Sync BigQuery and Iceberg data to AlloyDB

This page describes how to use Lakehouse Federation for AlloyDB for PostgreSQL to sync data from BigQuery native tables, materialized views, BigQuery views, BigLake external tables (such as Apache Iceberg managed tables), and standard external tables. Iceberg is an open table format for managing and exchanging data.

This page assumes that you have an AlloyDB cluster and primary instance, and that you have a BigQuery dataset and tables. For more information, see Create datasets and Create and use tables.

Before you begin

  1. Ensure the bigquery_fdw.enabled flag is configured on the AlloyDB instance.
  2. Familiarize yourself with Supported BigQuery data types and column mappings.
  3. Sign in to your Google Cloud account. If you're new to Google Cloud, create an account to evaluate how our products perform in real-world scenarios.
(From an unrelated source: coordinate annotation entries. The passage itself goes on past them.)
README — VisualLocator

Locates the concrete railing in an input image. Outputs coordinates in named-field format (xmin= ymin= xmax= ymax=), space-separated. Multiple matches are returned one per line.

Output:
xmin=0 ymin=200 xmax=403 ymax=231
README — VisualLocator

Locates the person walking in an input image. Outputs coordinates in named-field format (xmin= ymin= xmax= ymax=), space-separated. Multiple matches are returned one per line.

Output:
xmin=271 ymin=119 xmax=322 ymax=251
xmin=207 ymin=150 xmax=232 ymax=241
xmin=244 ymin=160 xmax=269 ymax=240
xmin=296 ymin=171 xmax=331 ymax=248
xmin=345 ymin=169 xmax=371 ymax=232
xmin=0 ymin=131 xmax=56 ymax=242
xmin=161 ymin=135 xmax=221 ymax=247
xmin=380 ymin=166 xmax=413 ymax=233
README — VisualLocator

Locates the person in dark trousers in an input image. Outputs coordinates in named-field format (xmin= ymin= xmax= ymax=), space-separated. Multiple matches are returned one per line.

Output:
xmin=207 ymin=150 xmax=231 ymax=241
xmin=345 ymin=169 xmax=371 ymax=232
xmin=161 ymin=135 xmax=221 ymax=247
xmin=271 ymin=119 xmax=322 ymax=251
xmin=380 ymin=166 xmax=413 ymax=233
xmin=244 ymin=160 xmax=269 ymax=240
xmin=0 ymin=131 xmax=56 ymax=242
New customers also get $300 in free credits to run, test, and deploy workloads.
  4. In the Google Cloud console, on the project selector page, select or create a Google Cloud project.

    Roles required to select or create a project

    • Select a project: Selecting a project doesn't require a specific IAM role—you can select any project that you've been granted a role on.
    • Create a project: To create a project, you need the Project Creator role (roles/resourcemanager.projectCreator), which contains the resourcemanager.projects.create permission. Learn how to grant roles.

    Go to project selector

  5. Verify that billing is enabled for your Google Cloud project.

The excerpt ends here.